6. Sign out face-to-face or via phone whenever possible. These days people seem to be less and less eager to engage with each other face-to-face. Texting, emailing, and written sign-outs often substitute for face-to-face encounters. I try to remain “old school” about sign-outs because inevitably, something important comes up during the conversation that isn’t noted in the paper record. Things like, “Oh, and Mr. Smith tried to hit the nursing staff last night but he seems calmer now.” That’s something I want to know about so I can preempt new episodes, right nursing staff?

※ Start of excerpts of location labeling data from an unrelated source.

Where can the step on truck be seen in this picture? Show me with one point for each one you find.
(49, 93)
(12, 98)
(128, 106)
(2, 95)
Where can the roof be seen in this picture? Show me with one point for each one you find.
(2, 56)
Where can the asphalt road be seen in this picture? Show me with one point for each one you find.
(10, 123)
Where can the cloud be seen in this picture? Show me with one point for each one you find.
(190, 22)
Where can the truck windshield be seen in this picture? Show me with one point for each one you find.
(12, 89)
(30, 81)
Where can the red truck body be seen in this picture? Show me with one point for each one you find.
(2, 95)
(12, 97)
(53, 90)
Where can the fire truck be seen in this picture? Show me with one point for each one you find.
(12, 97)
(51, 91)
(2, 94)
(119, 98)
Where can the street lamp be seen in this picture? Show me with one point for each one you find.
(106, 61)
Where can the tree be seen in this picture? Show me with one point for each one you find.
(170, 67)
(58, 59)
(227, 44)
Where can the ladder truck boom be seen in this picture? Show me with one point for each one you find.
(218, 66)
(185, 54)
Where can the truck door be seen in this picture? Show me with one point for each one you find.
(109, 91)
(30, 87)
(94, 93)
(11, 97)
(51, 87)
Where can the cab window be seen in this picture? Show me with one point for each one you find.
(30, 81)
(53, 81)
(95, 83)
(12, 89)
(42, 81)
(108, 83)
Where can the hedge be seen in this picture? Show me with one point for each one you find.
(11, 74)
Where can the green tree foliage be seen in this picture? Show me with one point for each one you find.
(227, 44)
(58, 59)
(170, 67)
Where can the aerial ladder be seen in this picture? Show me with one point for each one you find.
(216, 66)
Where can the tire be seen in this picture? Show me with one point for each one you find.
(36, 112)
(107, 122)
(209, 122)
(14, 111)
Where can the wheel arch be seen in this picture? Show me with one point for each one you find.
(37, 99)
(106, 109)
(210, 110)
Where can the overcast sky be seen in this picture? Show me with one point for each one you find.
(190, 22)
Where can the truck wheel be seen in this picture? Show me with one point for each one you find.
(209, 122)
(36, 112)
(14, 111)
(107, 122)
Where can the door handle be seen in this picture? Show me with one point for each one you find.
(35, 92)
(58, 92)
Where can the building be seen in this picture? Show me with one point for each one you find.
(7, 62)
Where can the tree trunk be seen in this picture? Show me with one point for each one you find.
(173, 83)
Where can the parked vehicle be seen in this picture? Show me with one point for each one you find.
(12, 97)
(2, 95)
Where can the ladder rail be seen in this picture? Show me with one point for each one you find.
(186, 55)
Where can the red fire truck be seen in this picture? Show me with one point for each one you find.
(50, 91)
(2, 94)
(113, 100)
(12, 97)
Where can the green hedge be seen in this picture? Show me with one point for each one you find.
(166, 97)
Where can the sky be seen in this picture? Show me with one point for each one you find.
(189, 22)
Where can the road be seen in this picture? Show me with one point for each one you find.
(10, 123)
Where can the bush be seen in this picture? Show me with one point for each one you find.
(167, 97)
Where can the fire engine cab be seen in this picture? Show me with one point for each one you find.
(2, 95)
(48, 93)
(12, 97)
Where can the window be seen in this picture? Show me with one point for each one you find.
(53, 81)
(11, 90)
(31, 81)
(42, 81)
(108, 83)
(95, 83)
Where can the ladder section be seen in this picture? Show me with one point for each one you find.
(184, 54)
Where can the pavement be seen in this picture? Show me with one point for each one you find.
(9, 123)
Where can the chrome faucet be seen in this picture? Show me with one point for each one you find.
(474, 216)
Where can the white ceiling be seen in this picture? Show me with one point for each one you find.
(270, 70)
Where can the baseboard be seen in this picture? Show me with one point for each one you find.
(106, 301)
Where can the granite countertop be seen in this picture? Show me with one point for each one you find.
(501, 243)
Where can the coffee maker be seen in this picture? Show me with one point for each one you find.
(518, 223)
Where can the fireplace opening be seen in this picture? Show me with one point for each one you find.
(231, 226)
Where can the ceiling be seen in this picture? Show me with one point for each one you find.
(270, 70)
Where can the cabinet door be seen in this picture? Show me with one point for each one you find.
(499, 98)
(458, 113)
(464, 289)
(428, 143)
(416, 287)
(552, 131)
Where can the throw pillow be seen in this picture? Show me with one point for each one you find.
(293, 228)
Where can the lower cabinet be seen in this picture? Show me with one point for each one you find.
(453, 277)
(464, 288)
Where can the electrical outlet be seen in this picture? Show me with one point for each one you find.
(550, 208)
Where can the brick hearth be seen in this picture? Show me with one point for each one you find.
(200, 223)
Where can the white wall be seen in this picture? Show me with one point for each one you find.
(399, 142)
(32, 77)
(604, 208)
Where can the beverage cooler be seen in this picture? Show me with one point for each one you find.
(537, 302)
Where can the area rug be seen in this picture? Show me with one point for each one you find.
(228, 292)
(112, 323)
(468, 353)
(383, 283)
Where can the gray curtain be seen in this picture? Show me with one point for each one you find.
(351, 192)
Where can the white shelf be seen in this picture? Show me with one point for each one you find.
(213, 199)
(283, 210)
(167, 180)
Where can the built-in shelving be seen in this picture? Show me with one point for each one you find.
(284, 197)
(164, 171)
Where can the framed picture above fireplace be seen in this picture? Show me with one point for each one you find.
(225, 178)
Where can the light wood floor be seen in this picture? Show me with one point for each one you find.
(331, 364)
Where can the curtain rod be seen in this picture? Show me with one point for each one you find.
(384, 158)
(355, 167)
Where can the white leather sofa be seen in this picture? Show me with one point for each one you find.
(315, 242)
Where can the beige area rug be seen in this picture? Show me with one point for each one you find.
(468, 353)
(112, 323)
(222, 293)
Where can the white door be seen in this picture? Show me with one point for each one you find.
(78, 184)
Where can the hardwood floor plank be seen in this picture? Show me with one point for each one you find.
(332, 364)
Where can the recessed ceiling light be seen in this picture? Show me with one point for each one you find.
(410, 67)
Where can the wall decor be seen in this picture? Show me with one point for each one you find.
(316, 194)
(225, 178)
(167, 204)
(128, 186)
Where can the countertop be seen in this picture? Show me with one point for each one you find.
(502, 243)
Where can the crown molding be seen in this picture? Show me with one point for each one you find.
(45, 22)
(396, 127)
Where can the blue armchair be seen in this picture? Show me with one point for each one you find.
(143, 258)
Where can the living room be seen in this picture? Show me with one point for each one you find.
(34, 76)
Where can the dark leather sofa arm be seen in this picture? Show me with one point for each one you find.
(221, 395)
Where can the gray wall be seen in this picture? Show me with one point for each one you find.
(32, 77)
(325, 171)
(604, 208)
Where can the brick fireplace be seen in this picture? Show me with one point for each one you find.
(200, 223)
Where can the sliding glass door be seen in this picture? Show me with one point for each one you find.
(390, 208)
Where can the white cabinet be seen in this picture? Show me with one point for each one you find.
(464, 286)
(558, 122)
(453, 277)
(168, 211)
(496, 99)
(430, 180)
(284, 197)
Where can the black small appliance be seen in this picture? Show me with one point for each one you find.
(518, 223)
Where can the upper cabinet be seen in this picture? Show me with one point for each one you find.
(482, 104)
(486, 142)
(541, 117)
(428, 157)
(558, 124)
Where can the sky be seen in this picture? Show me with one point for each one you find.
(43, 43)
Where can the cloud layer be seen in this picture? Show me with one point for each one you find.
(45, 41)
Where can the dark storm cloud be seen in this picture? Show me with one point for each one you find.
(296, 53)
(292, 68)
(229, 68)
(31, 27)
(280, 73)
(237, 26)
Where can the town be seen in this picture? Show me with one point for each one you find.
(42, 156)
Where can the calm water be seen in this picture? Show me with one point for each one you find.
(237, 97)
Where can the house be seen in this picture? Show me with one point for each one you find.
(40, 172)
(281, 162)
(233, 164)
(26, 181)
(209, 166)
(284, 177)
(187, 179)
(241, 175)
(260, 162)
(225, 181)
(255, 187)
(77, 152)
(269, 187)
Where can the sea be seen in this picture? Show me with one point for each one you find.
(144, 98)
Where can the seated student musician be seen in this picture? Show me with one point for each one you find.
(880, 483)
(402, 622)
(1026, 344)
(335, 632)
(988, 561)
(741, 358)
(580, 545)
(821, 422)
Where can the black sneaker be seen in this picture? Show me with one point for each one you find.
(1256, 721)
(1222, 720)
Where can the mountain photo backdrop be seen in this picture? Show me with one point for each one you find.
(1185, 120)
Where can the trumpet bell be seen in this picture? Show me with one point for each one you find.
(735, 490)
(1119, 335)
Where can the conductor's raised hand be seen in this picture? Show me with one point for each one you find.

7. Create a culture of carefulness. As uncomfortable as it is to confront peers who may not be as enthusiastic about detailed sign-outs as I am, I still take the initiative to get information from them when I come on service and make sure that I call them to provide them with a verbal sign-out when I’m leaving my patients in their hands. By modeling good sign offs, and demonstrating their utility by heading off problems at the pass, I find that other doctors generally appreciate the head’s up, and slowly adopt some of my strategies (at least when working with me). I have found that nurses are particularly good at learning to tell me everything (no matter how small it may seem at the time) and have heard time and again that things “just run so much more smoothly” when we communicate and even “over-communicate” when in doubt.
“The Devil is in the details.” This is more true at your local hospital than almost anywhere else. Reducing hospital error rates is possible with some good, old-fashioned verbal handoffs and a small dose of charting OCD. Let’s create a culture of carefulness, physicians, so we don’t get crushed with more top-down bureaucratic rules to solve this problem. We can fix this ourselves, I promise.